National energy master plan for 2021-2030 approved
The overall objective of the plan is to ensure the country's energy security, meet the requirements of economic and social development, industrialisation and modernisation, ensure national defence and security, improve the people's living standards, and protect the ecological environment.
In addition, it aims to develop an independent and autonomous energy industry and establish a comprehensive energy industry ecosystem based on renewable and new energy sources, with a goal of becoming a regional centre for clean energy industries and renewable energy exports.
|National energy master plan for 2021-2030 approved.|
It sets a target for the total primary energy supply to reach 155 million tonnes of oil equivalent by 2030 and between 294 and 311 million tonnes by 2050. The total national oil and petroleum reserves (including crude oil and products), meanwhile, are expected to rise to 75-80 days of net imports by 2030 and gradually to 90 days after that year.
Regarding equitable energy transition, the plan sets a target for the share of renewable energy in the total primary energy to be 15-20 per cent by 2030 and about 80-85 per cent by 2050. It also aims to achieve energy savings of about 8-10 per cent by 2030 and about 15-20 per cent by 2050 compared to the normal development scenario.
The projected greenhouse gas emissions are about 399-449 million tonnes by 2030 and about 101 million tonnes by 2050. The goal is to cut emissions by 17-26 per cent by 2030 and about 90 per cent by 2050 compared to the normal development scenario.
Efficient exploitation and utilisation of domestic energy resources are highlighted, with the production of crude oil, natural gas, and commercial coal targeted at 6 - 9.5 million tonnes, 5.5 - 15 billion cubic metres, and 41-47 million tonnes, respectively, for the 2021-2030 period.
By 2030, the plan aims to establish and develop several clean energy centres in the northern, central, and southern regions when favourable conditions are available. It also intends to develop new energy production to meet domestic and export demands.

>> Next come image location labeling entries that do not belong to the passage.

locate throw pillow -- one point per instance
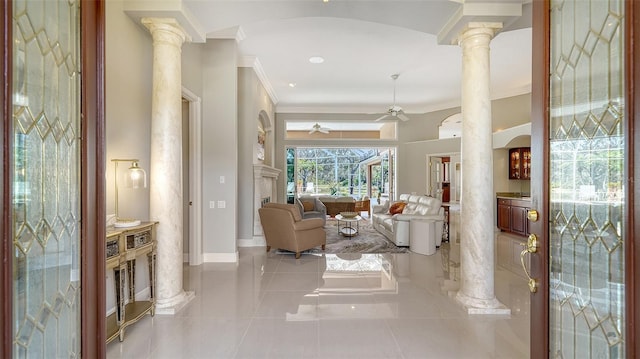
(308, 206)
(397, 207)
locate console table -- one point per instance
(123, 246)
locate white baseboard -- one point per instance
(256, 241)
(220, 257)
(144, 294)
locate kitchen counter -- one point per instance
(513, 195)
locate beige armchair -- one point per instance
(284, 228)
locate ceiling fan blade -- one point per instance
(403, 117)
(382, 118)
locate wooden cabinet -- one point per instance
(512, 216)
(520, 163)
(123, 246)
(504, 214)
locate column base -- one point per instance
(173, 305)
(482, 306)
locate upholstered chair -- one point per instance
(312, 208)
(284, 228)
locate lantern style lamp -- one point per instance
(135, 178)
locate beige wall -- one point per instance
(231, 102)
(252, 100)
(417, 139)
(128, 105)
(219, 146)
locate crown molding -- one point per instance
(254, 62)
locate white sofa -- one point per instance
(396, 227)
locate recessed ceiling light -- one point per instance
(316, 59)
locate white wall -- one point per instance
(412, 162)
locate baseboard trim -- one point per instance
(220, 257)
(257, 241)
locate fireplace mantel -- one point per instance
(260, 171)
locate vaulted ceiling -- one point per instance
(363, 43)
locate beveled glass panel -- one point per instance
(45, 191)
(587, 165)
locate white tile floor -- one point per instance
(332, 306)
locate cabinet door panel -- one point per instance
(504, 217)
(519, 220)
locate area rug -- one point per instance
(368, 240)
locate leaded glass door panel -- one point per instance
(45, 188)
(581, 181)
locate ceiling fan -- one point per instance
(394, 110)
(318, 128)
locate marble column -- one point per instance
(476, 207)
(166, 161)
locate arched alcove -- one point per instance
(264, 144)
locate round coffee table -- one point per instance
(348, 229)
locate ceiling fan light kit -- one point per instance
(317, 128)
(394, 110)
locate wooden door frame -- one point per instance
(92, 164)
(539, 331)
(632, 260)
(539, 307)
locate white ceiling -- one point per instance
(363, 44)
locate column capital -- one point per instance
(473, 29)
(166, 30)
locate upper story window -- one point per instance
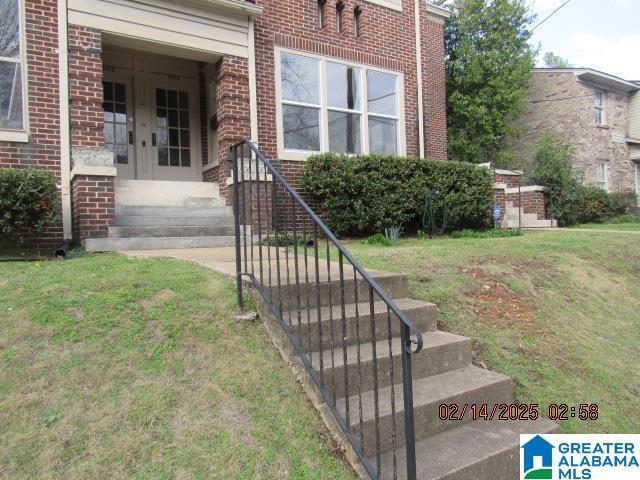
(331, 106)
(393, 4)
(12, 115)
(602, 172)
(599, 100)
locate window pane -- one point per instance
(382, 94)
(343, 86)
(300, 79)
(344, 132)
(301, 128)
(10, 96)
(383, 136)
(9, 29)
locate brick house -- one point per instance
(599, 114)
(134, 104)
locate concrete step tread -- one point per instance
(431, 340)
(428, 390)
(172, 231)
(363, 309)
(479, 449)
(159, 220)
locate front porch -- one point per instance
(155, 107)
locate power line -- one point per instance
(549, 16)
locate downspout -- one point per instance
(253, 100)
(419, 78)
(65, 137)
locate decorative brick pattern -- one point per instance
(387, 40)
(93, 206)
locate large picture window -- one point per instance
(331, 106)
(11, 66)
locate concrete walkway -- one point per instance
(569, 229)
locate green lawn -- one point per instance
(557, 311)
(118, 368)
(635, 227)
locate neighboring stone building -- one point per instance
(598, 113)
(134, 104)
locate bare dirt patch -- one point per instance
(495, 304)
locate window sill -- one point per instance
(11, 136)
(387, 4)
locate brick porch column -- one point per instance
(232, 116)
(93, 195)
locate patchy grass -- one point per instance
(559, 312)
(635, 227)
(118, 368)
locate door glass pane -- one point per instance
(383, 136)
(344, 132)
(300, 79)
(175, 115)
(115, 125)
(301, 128)
(9, 29)
(343, 86)
(382, 94)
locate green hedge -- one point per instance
(29, 202)
(364, 194)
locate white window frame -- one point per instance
(602, 106)
(20, 135)
(602, 183)
(288, 154)
(388, 4)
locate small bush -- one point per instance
(594, 205)
(364, 194)
(377, 239)
(29, 202)
(496, 233)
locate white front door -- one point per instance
(152, 116)
(119, 125)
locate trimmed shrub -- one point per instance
(29, 202)
(364, 194)
(594, 205)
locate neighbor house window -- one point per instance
(321, 8)
(339, 19)
(11, 67)
(333, 106)
(602, 171)
(598, 97)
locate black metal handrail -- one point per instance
(264, 202)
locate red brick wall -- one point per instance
(93, 206)
(43, 148)
(387, 41)
(232, 114)
(85, 87)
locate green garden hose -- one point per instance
(429, 214)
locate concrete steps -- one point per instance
(457, 449)
(479, 450)
(154, 215)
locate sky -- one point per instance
(599, 34)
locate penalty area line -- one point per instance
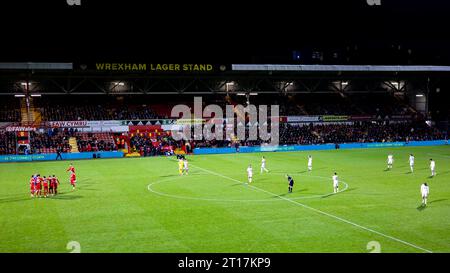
(320, 212)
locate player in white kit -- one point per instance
(186, 166)
(390, 161)
(335, 183)
(424, 190)
(411, 162)
(432, 167)
(263, 165)
(249, 173)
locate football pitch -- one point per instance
(143, 205)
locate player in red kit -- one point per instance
(71, 168)
(73, 180)
(38, 189)
(46, 186)
(53, 185)
(32, 185)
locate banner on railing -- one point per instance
(20, 128)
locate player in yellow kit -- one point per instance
(180, 166)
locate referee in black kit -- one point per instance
(291, 183)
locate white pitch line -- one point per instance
(321, 212)
(439, 155)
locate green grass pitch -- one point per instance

The capacity of green hydroelectricity production is estimated at about 100,000 – 200,000 tonnes per year by 2030 and about 10-20 million tonnes annually by 2050.
To achieve these goals, six implementation solutions were set out, involving capital mobilisation and allocation; mechanisms and policies; environment, science, and technology; human resource development; international cooperation; and implementation and supervision of the plan.